In the graph below, you can see the black trend line is showing that the difference in overall runs per plate appearance is increasing across time. Similar to the graph above showing the difference in wRC per plate appearance, there is a relatively even distribution between leagues in terms of which one had the higher offensive run environment that changes around 1973. There is a noticeable shift in terms of runs per plate appearance in 1973, but unlike the graph above on wRC per plate appearance, once the AL established a higher run environment with the introduction of the DH, it has been higher than the NL in every year since. Interesting side note - the NL actually had a higher rate of runs per PA in the first year of the DH.

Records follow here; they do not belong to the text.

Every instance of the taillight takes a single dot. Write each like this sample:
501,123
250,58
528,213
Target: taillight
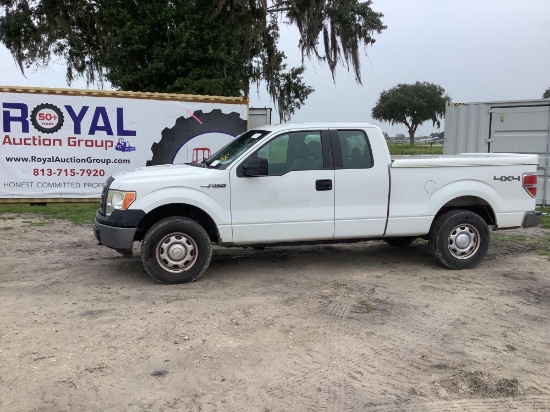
530,183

These two graphs are important because when you translate the changes in the data that are used as constants in the wRC+ formula, you can see how they can unevenly weigh the result. The total runs per plate appearance data is skewed towards a higher AL run environment and the difference between the two leagues is increasing over time. Overall wRC per plate appearance has become slightly skewed towards the NL over time and this difference between leagues is decreasing.
The result is that using MLB runs per plate appearance in wRC+ is causing problems in the numerator because the league specific averages are getting further away from the overall MLB average over time. In addition, the formula for wRC+ uses park factors to control for league run environment in the numerator and this exacerbates the issue, as the formula provides only a 0.5 weight to the numerator, while still providing a full 1.0 weight to the denominator.
Basically, wRC+ places more importance on controlling for league run environment in the denominator of the equation. Over time, the denominator has become much less important to control for league run environment and the numerator has become increasingly important to control. The mathematics behind this is introducing additional noise and the problem can be alleviated by going back to the original calculation of wRC+.
I believe that I have provided visual and statistical evidence that shows why my theory could be correct. I keep looking for ways that show that I am wrong, but am inclined to believe my theory is correct and proved by the data above. Which, of course, means that someone will immediately point out a simple flaw in the methodology. But, only four of you made it to the end of this article, so we’ll see.